Los inversores extranjeros están huyendo de Tailandia, llevando al baht a mínimos de varios años, mientras un choque energético derivado de la guerra entre Estados Unidos e Israel contra Irán apaga las esperanzas de una reactivación económica y expone la parálisis política en Bangkok.
"Vamos a ver precios de la energía altos, e incluso en aumento, hasta que consigamos un tráfico marítimo significativo a través del estrecho de Ormuz", dijo Chris Wright, Secretario del Departamento de Energía de EE. UU., en el Semafor World Economy Forum en Washington. "Ese será probablemente el pico del precio del petróleo en ese momento. Seguramente ocurra en las próximas semanas".
La agitación geopolítica impulsó inicialmente el crudo Brent, referencia mundial, por encima de los 100 dólares el barril, aunque los precios se moderaron posteriormente ante las esperanzas de nuevas conversaciones de paz. El Brent cayó alrededor de un 1% hasta los 98,40 dólares el barril en las operaciones asiáticas, mientras que el West Texas Intermediate de EE. UU. bajó un 1,7% hasta los 97,40 dólares. Por el contrario, las bolsas asiáticas, que dependen en gran medida de la energía del Golfo, subieron ligeramente gracias a las esperanzas diplomáticas: el Nikkei 225 de Japón ganó un 2,6% y el Kospi de Corea del Sur saltó más de un 3%.
El principal riesgo del conflicto para la economía mundial se centra en el estrecho de Ormuz, un punto de estrangulamiento crítico por el que pasa casi una quinta parte de los envíos mundiales de petróleo y gas. Irán ha amenazado con atacar buques en el estrecho en represalia por los ataques de EE. UU. e Israel, lo que cerraría de hecho la vía navegable y provocaría un aumento de los precios de la energía que amenaza con alimentar la inflación y estancar el crecimiento económico mundial.
Impasse diplomático
La volatilidad del mercado se produce después de que las negociaciones entre EE. UU. e Irán fracasaran durante el fin de semana. El presidente Donald Trump dijo el lunes que Teherán se había puesto en contacto con Washington para un posible acuerdo, afirmando: "Les gustaría mucho llegar a un acuerdo".
Sin embargo, informes de The New York Times, citando a funcionarios de ambos países, sugieren que persiste una brecha significativa. Según se informa, Irán propuso suspender su enriquecimiento de uranio por hasta cinco años, oferta que EE. UU. rechazó, insistiendo en una suspensión de 20 años. Aunque las conversaciones en Pakistán sugieren una vía potencial hacia un acuerdo, la distancia entre ambas partes indica que sigue siendo una posibilidad clara un período prolongado de tensión y precios de la energía elevados.
Para Tailandia, el momento no podría ser peor.

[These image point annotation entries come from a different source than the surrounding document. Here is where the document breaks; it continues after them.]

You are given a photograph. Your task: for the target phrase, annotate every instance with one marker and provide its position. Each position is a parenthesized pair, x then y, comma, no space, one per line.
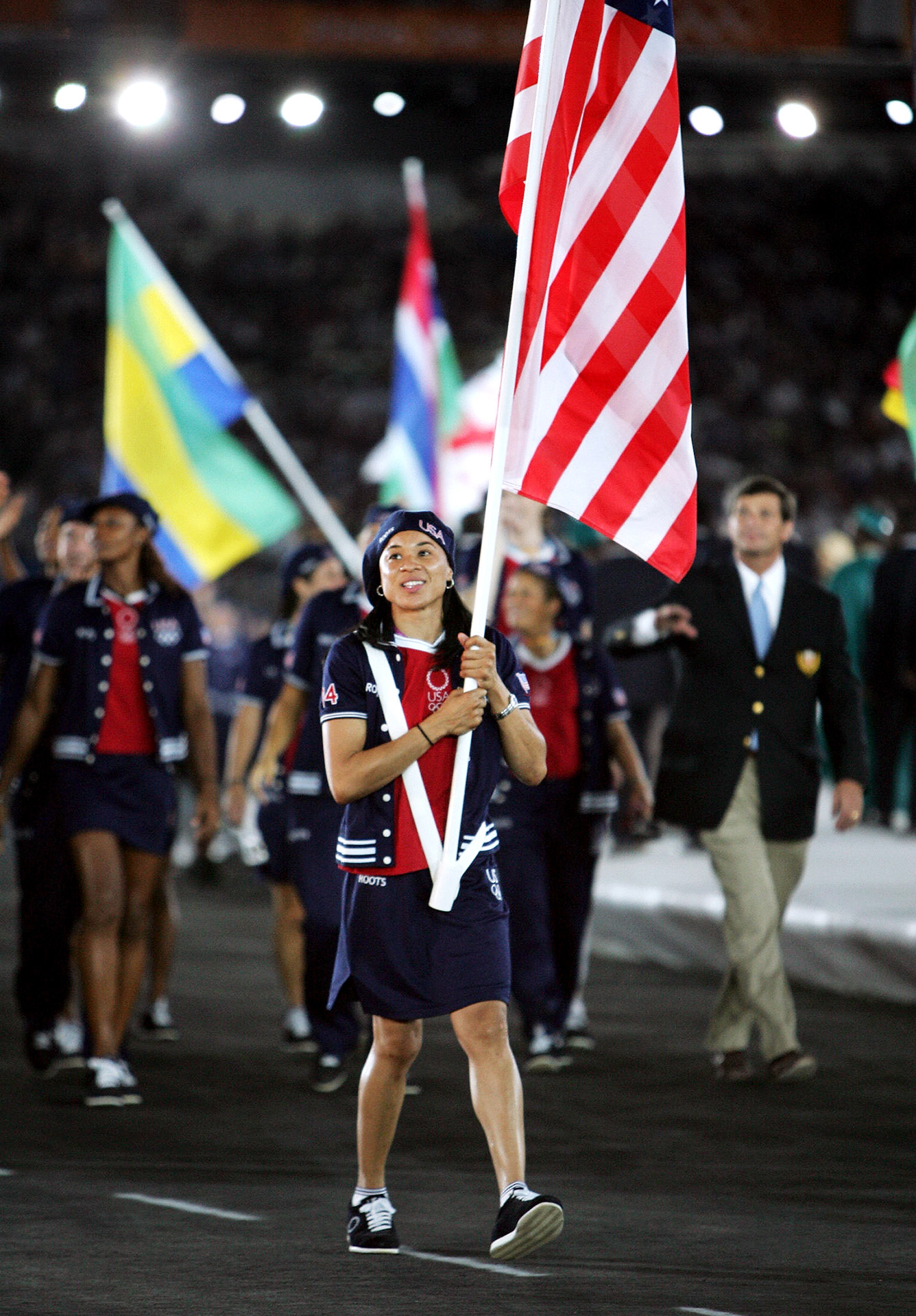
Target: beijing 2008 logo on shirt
(125,624)
(167,631)
(439,683)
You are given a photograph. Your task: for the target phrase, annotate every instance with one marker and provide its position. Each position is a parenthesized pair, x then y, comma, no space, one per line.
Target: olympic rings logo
(439,689)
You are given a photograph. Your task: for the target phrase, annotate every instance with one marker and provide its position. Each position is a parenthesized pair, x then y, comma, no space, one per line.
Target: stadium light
(389,104)
(797,120)
(900,112)
(706,120)
(70,97)
(228,108)
(302,110)
(143,103)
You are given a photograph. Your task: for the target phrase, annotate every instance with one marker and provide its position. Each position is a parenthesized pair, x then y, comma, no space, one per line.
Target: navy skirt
(127,794)
(312,827)
(409,961)
(273,827)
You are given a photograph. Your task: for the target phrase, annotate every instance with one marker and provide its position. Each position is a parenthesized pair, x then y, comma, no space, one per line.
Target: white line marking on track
(704,1311)
(475,1265)
(193,1207)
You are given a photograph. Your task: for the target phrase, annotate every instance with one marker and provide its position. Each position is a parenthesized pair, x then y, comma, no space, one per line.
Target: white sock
(296,1020)
(516,1190)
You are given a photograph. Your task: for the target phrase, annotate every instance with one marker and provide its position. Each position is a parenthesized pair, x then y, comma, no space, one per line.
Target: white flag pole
(302,483)
(448,878)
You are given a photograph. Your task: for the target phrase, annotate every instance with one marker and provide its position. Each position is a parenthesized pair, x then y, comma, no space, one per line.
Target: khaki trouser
(757,878)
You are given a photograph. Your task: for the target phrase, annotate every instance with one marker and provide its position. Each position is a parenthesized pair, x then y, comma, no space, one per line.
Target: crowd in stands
(799,287)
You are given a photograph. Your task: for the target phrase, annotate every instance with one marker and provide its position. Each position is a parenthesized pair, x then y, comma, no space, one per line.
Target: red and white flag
(601,416)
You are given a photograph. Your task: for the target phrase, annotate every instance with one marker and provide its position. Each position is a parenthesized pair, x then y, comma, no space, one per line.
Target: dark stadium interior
(682,1195)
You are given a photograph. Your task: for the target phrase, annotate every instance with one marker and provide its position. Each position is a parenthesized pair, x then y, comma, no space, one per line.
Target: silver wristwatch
(512,703)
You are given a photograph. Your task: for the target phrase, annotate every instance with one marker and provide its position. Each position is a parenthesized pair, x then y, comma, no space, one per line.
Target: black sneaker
(43,1053)
(328,1074)
(111,1082)
(525,1224)
(546,1052)
(372,1226)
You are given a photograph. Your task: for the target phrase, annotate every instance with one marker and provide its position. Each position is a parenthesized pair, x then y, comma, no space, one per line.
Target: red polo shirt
(127,727)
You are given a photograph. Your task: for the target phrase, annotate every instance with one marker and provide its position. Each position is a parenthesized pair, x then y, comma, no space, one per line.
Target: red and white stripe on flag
(601,416)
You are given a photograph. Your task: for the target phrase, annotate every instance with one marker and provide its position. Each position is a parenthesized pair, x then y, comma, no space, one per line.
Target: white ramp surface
(849,928)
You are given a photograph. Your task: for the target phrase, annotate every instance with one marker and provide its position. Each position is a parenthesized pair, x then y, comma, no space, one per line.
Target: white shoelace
(127,1077)
(108,1071)
(378,1213)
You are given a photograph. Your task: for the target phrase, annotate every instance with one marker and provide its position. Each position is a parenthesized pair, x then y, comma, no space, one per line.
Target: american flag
(601,417)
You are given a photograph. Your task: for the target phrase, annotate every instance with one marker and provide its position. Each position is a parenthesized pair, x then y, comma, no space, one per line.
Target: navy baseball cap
(73,510)
(303,561)
(425,523)
(130,503)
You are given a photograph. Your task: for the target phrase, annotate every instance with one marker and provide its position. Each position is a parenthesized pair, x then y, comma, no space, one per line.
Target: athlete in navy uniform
(409,961)
(549,832)
(310,570)
(294,733)
(49,888)
(123,669)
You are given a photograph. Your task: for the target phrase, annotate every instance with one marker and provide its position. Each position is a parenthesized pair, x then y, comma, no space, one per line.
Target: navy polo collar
(94,592)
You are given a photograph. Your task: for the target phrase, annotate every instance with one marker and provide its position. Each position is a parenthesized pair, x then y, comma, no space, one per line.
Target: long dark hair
(378,626)
(152,568)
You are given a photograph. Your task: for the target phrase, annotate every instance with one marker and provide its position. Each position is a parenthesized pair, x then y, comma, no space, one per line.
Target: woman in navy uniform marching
(310,570)
(123,669)
(549,833)
(407,960)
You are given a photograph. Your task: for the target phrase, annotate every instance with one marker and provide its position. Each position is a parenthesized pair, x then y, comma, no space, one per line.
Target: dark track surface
(679,1195)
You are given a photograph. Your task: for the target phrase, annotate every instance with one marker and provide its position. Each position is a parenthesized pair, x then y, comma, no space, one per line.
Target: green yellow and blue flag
(170,399)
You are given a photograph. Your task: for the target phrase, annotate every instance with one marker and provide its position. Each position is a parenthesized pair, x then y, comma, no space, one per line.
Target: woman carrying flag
(409,961)
(123,669)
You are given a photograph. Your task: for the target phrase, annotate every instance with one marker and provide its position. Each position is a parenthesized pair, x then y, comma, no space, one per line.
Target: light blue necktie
(760,622)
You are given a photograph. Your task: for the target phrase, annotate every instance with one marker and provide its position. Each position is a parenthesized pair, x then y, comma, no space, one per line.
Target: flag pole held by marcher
(448,878)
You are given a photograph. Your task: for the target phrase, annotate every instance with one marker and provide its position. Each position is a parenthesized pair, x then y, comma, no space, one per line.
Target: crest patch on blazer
(808,661)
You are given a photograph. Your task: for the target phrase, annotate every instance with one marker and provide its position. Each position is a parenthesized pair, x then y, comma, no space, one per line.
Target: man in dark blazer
(761,648)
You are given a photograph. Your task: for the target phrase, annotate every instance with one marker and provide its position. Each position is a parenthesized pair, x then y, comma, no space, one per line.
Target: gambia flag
(170,399)
(425,407)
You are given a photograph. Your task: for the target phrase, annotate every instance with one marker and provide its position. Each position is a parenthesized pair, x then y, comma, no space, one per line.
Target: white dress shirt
(774,586)
(645,632)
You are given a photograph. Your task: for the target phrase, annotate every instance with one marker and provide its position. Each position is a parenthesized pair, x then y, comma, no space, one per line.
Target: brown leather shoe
(732,1068)
(793,1067)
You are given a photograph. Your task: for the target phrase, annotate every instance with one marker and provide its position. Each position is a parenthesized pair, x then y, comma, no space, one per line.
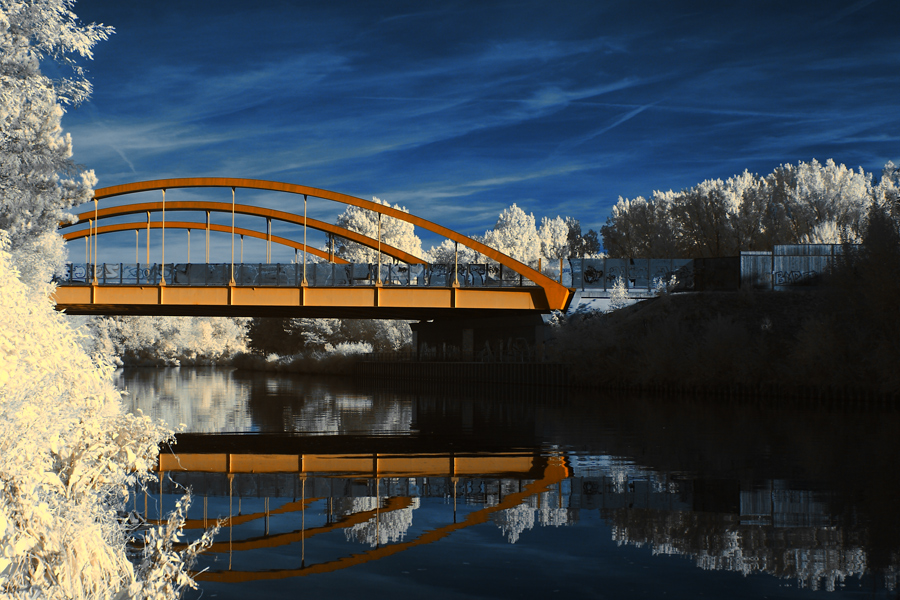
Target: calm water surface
(336,488)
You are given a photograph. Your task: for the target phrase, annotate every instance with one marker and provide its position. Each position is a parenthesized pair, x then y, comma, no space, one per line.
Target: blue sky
(458,109)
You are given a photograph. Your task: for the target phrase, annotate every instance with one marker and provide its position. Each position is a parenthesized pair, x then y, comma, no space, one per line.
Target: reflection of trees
(818,557)
(313,404)
(205,400)
(385,528)
(546,509)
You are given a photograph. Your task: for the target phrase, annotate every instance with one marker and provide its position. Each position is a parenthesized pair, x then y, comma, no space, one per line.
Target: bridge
(408,287)
(536,471)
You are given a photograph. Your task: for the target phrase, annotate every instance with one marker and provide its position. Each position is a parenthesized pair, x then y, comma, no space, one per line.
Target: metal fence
(637,273)
(291,275)
(789,265)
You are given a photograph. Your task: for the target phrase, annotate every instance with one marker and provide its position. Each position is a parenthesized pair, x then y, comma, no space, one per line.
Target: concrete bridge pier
(491,339)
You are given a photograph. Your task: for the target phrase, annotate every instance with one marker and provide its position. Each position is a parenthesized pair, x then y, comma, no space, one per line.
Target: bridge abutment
(492,339)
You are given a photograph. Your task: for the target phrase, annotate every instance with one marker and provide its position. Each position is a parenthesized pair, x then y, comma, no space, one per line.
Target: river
(338,487)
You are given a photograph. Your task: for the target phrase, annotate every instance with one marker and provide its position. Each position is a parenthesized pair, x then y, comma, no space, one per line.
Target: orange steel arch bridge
(406,288)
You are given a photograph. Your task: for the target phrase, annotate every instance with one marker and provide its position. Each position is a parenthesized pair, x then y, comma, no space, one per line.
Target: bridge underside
(333,302)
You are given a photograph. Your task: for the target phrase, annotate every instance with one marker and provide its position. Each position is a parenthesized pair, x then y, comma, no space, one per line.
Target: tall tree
(515,235)
(394,232)
(38,180)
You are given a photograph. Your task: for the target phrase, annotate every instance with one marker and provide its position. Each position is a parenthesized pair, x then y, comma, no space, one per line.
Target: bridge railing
(291,275)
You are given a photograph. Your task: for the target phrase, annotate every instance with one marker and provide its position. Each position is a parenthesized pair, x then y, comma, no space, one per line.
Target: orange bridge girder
(243,209)
(195,226)
(557,295)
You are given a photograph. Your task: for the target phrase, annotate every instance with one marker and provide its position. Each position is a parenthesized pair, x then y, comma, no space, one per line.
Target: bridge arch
(556,293)
(243,209)
(195,226)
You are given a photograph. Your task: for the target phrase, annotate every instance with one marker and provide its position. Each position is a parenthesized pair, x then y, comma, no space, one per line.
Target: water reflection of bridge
(372,497)
(536,473)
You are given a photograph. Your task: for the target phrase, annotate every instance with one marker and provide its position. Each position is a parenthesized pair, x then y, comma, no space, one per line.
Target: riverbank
(804,344)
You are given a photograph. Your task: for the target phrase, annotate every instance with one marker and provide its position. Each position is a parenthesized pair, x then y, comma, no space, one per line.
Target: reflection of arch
(554,473)
(283,539)
(243,209)
(556,294)
(286,508)
(74,235)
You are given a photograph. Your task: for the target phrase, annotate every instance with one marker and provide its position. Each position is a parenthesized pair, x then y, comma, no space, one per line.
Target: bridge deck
(379,302)
(330,290)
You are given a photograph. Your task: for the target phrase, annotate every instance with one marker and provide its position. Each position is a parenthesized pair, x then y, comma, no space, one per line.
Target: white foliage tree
(618,295)
(38,180)
(554,236)
(69,458)
(448,251)
(515,235)
(394,232)
(169,340)
(793,204)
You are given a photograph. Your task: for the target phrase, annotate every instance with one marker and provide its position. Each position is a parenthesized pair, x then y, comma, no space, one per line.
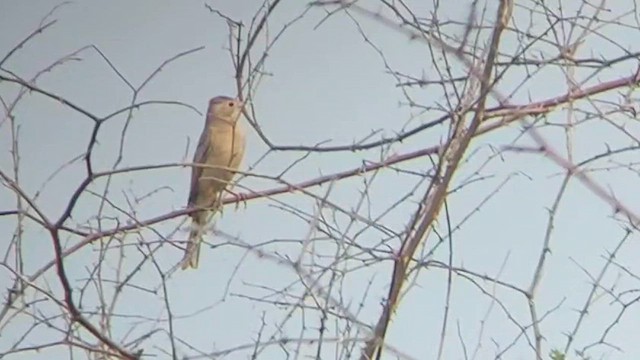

El gobierno del primer ministro Anutin Charnvirakul ha luchado por iniciar una recuperación pospandemia, y el choque externo de los mayores costes energéticos y el sentimiento de aversión al riesgo en los mercados emergentes amenazan ahora con descarrilar sus planes económicos. La venta masiva de activos tailandeses refleja la creciente preocupación de los inversores por la especial vulnerabilidad de la economía nacional ante el aumento global de los precios de la energía.
Este artículo tiene únicamente fines informativos y no constituye asesoramiento de inversión.